# record shop



## jancho

Hello.

How do you say "record shop" in Polish? It is meant to be a shop where you can buy CDs with music.

Here is a picture.

I tried 15 dictionaries.

no suggestion

Thank you.


----------



## NotNow

sklep płytowy


----------



## Agiii

i would rather say 
"sklep muzyczny"


----------



## fragile1

It is hard to say exactly. Because 'sklep muzyczny' could be taken as a music shop in sense instrumentals, 'ksiegarnia muzyczna' it could be taken as a chatr Book and other music books shop.
I would say: sklep z płytami CD, DVD,....


----------



## Virtuose

In my opinion the most current is "sklep muzyczny"


----------



## Greg from Poland

I'd go along with _sklep muzyczny_, although _sklep płytowy_ sounds fine too, and you would definitely be understood.

By the bye, jancho, I don't think anybody here is interested in knowing how many dictionaries you checked


----------



## majlo

Another one for _sklep muzyczny_.  I agree _sklep płytowy  _would be understood as well, but I think it's the first time I've heard that expression.


----------



## arturolczykowski

I would never say "sklep plytowy". I back "sklep muzyczny", but "sklep z plytami" would be my second choice.


Sorry majlo for not following your signature


----------



## majlo

_Sklep płytowy _would be my second choice as well.

Well, Artur, this is not a restricted forum, I believe...


----------



## arturolczykowski

You meant _sklep z płytami_, don't you?


----------



## majlo

Yes, of course. My bad.


----------



## BezierCurve

I just wonder, what would we call a shop with musical instruments then?


----------



## fragile1

BezierCurve said:


> I just wonder, what would we call a shop with musical instruments then?


 
'sklep muzyczny' - ofcourse!

Let's try with 'empik'. Everybody knows there are books, CDs, DVDs, magazines, post cards, and others.

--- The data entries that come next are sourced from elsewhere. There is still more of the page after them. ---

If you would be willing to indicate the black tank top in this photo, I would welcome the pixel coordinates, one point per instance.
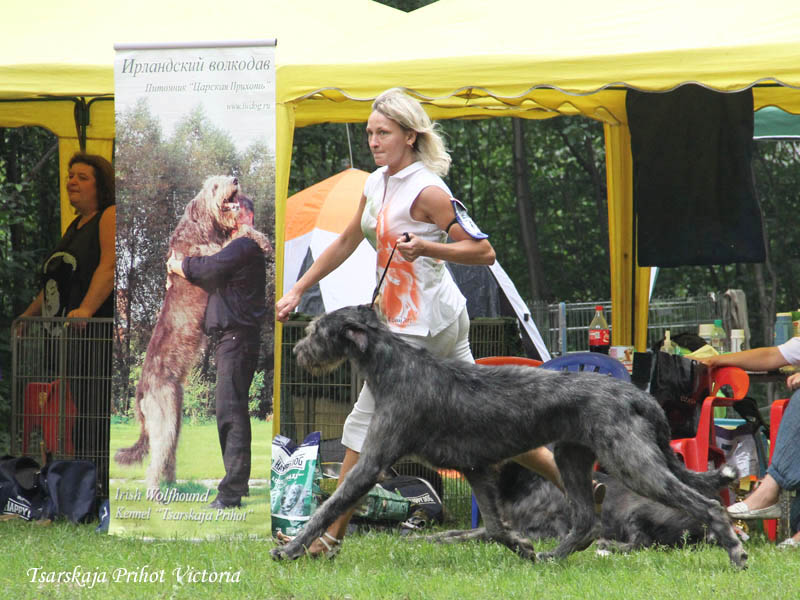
(68, 270)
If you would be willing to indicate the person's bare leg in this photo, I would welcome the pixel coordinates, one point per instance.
(766, 494)
(338, 528)
(541, 461)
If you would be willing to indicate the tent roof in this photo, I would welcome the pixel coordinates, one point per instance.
(534, 57)
(54, 49)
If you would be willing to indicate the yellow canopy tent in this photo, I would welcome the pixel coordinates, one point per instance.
(464, 58)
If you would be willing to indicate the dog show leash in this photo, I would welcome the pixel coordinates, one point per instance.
(407, 238)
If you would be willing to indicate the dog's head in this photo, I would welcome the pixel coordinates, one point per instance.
(335, 337)
(217, 202)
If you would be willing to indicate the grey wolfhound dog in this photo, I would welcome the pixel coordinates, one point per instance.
(471, 417)
(207, 225)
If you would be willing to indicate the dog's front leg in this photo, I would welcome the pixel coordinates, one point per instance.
(354, 486)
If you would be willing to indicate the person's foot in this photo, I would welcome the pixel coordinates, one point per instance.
(740, 510)
(223, 503)
(789, 543)
(325, 546)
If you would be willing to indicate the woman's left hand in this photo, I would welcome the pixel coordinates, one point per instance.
(174, 265)
(412, 249)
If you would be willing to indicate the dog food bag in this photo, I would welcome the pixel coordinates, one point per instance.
(294, 488)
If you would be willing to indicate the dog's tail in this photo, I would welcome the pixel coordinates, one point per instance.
(136, 453)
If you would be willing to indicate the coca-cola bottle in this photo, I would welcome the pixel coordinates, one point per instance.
(599, 335)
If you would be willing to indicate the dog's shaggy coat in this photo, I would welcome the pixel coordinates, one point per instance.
(471, 417)
(178, 336)
(539, 510)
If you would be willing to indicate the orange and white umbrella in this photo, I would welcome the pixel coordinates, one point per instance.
(315, 216)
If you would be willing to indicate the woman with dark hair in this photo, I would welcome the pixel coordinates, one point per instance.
(77, 283)
(78, 275)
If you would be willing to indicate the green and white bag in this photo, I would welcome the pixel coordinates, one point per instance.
(294, 488)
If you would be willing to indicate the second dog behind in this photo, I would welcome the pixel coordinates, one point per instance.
(539, 510)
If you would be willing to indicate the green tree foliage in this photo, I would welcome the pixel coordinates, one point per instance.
(156, 179)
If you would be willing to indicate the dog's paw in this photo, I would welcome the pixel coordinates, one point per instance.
(545, 557)
(739, 557)
(278, 553)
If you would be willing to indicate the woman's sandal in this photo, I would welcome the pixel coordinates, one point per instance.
(332, 546)
(598, 494)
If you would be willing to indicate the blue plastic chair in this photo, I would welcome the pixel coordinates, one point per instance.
(589, 362)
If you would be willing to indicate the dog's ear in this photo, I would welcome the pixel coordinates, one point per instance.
(358, 336)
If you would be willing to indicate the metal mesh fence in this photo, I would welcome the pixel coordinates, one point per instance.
(61, 390)
(565, 326)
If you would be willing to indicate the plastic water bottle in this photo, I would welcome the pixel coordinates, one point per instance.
(719, 339)
(667, 345)
(783, 328)
(737, 340)
(599, 334)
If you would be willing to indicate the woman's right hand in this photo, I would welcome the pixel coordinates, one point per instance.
(286, 305)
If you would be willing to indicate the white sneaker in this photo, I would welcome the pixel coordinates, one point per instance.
(740, 510)
(789, 543)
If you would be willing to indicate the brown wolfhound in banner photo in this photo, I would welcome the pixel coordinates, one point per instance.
(178, 336)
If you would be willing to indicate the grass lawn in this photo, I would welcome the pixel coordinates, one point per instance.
(199, 469)
(372, 565)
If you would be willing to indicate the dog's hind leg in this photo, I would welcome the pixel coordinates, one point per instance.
(484, 486)
(172, 448)
(575, 464)
(644, 470)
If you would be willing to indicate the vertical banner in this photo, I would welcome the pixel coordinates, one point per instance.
(195, 185)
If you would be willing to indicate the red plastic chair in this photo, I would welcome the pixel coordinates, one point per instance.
(589, 362)
(698, 451)
(494, 361)
(775, 415)
(42, 409)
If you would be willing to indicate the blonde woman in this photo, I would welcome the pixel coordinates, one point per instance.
(407, 206)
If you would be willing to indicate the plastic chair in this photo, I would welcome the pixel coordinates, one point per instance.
(775, 415)
(494, 361)
(42, 409)
(589, 362)
(701, 449)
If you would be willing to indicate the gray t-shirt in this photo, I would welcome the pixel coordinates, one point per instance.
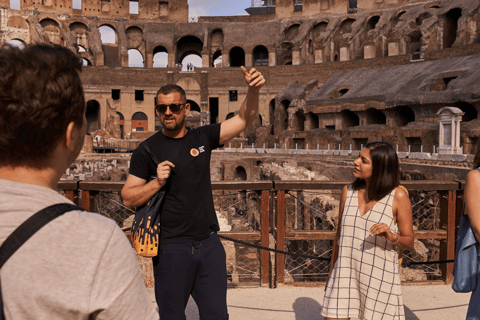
(79, 266)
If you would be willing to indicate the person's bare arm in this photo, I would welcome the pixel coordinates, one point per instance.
(403, 208)
(472, 205)
(337, 235)
(249, 109)
(137, 191)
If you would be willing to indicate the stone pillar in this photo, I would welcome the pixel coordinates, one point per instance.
(449, 119)
(248, 60)
(149, 63)
(295, 58)
(272, 59)
(205, 60)
(319, 56)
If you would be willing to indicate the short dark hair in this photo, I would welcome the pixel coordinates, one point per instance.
(385, 171)
(170, 88)
(40, 94)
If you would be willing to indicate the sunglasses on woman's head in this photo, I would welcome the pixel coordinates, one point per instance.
(174, 107)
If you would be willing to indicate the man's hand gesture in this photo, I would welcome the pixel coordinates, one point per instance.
(254, 78)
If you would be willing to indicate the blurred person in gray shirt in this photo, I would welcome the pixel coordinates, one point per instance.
(80, 265)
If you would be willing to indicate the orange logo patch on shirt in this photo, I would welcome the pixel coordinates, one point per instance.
(194, 152)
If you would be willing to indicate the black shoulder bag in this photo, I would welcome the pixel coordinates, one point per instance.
(28, 229)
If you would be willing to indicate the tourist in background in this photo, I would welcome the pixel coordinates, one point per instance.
(374, 221)
(472, 213)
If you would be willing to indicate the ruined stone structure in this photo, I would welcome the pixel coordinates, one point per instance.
(339, 72)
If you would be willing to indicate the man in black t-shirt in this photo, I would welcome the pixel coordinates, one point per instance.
(191, 259)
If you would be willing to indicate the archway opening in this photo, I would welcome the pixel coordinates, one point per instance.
(217, 59)
(374, 116)
(139, 122)
(135, 58)
(405, 116)
(107, 35)
(240, 173)
(160, 57)
(372, 22)
(470, 111)
(349, 119)
(237, 57)
(93, 116)
(260, 56)
(284, 115)
(450, 27)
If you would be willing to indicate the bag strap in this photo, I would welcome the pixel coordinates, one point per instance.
(147, 148)
(27, 229)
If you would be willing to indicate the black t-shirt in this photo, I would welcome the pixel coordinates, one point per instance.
(187, 213)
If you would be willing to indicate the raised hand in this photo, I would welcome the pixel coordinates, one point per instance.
(163, 172)
(254, 78)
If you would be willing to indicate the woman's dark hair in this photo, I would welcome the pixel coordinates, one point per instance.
(40, 94)
(385, 171)
(476, 160)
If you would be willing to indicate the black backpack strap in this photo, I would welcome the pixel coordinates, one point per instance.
(147, 148)
(30, 227)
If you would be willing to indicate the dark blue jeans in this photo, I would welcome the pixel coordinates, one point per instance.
(193, 268)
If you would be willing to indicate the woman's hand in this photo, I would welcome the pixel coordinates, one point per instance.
(382, 230)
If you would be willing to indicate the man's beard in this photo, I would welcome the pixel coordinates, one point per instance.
(172, 126)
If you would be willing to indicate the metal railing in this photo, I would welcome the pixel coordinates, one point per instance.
(298, 217)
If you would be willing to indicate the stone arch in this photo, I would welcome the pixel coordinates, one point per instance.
(188, 45)
(188, 84)
(405, 115)
(319, 28)
(237, 57)
(346, 26)
(121, 123)
(299, 121)
(81, 31)
(470, 112)
(134, 37)
(311, 120)
(194, 106)
(450, 27)
(415, 39)
(139, 121)
(372, 23)
(92, 114)
(349, 119)
(284, 105)
(52, 30)
(292, 31)
(260, 56)
(17, 43)
(217, 59)
(108, 34)
(86, 62)
(240, 173)
(397, 18)
(374, 116)
(17, 22)
(135, 58)
(160, 57)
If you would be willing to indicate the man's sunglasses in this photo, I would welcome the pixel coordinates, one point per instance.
(174, 107)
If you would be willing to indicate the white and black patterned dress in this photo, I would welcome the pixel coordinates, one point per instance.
(365, 281)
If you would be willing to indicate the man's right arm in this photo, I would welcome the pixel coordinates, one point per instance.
(137, 191)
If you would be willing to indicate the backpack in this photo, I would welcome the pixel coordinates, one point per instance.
(28, 229)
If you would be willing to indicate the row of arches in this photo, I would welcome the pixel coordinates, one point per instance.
(308, 121)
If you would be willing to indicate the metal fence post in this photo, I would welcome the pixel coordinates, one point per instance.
(280, 241)
(265, 239)
(447, 247)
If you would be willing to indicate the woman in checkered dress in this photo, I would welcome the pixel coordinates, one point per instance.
(375, 219)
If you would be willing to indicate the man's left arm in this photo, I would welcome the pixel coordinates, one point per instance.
(234, 126)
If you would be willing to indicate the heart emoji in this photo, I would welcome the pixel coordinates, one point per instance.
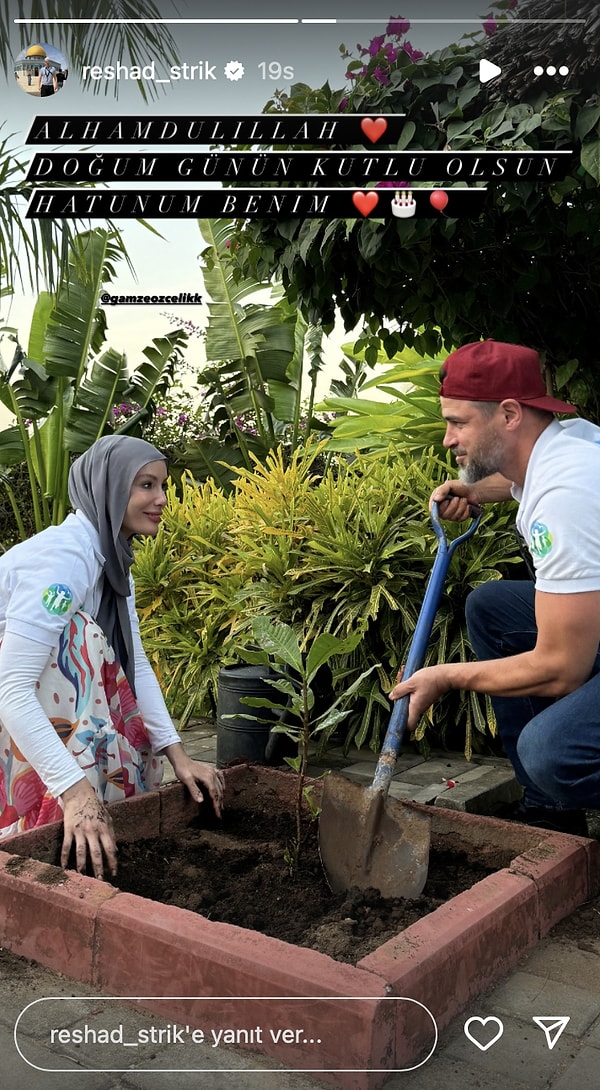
(366, 202)
(439, 200)
(482, 1022)
(373, 128)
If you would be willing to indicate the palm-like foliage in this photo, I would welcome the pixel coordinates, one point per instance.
(62, 390)
(410, 412)
(256, 354)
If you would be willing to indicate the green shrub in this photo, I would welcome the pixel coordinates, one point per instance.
(345, 553)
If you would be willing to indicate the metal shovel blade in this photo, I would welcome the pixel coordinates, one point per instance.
(368, 839)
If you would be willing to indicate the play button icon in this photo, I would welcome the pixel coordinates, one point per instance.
(488, 71)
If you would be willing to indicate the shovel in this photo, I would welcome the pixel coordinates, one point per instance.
(367, 839)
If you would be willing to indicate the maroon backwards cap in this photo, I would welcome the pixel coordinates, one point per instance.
(490, 371)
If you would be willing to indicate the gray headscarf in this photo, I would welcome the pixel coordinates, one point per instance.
(99, 486)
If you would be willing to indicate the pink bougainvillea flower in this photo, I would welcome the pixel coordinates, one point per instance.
(380, 74)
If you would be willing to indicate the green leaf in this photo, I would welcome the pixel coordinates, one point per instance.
(590, 158)
(279, 640)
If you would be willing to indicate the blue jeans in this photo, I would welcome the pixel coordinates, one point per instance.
(553, 745)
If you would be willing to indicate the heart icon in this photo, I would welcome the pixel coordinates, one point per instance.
(439, 200)
(366, 202)
(483, 1022)
(373, 128)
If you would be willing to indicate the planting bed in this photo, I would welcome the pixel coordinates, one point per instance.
(360, 1021)
(238, 873)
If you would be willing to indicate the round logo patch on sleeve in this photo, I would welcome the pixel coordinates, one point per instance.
(58, 598)
(541, 540)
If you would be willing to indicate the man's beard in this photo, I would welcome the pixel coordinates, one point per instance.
(484, 462)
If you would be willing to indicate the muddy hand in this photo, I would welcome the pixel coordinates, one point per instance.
(423, 688)
(456, 501)
(88, 824)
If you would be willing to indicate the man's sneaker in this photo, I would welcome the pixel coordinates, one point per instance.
(559, 821)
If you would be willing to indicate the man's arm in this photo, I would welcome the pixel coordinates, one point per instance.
(568, 636)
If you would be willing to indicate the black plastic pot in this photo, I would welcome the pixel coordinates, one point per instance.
(240, 738)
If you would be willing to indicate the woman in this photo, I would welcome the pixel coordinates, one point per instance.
(83, 722)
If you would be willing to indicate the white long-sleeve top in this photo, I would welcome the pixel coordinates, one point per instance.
(43, 582)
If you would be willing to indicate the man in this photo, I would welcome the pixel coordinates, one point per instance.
(47, 82)
(537, 644)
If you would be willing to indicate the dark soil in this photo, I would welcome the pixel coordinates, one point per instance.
(237, 873)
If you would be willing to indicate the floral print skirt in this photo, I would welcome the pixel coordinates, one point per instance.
(91, 705)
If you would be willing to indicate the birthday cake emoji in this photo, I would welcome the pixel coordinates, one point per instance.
(404, 204)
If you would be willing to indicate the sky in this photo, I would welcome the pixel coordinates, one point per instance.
(273, 56)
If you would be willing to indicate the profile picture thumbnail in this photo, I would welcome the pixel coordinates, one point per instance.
(40, 70)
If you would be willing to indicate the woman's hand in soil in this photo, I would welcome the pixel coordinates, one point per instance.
(190, 773)
(423, 688)
(87, 822)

I don't think anybody thinks about what it means 'empik'. 
Maybe with this shop would be fine the name, like "XYZ-CDs, DVDs - music stor" or something like that.


----------



## Agiii

in my opinion, "sklep płytowy" is not correct at all. i've never heard it before. if not "sklep muzyczny", which is a perfect solution in this case, although a bit more generall than the english version, then "sklep z płytami".


----------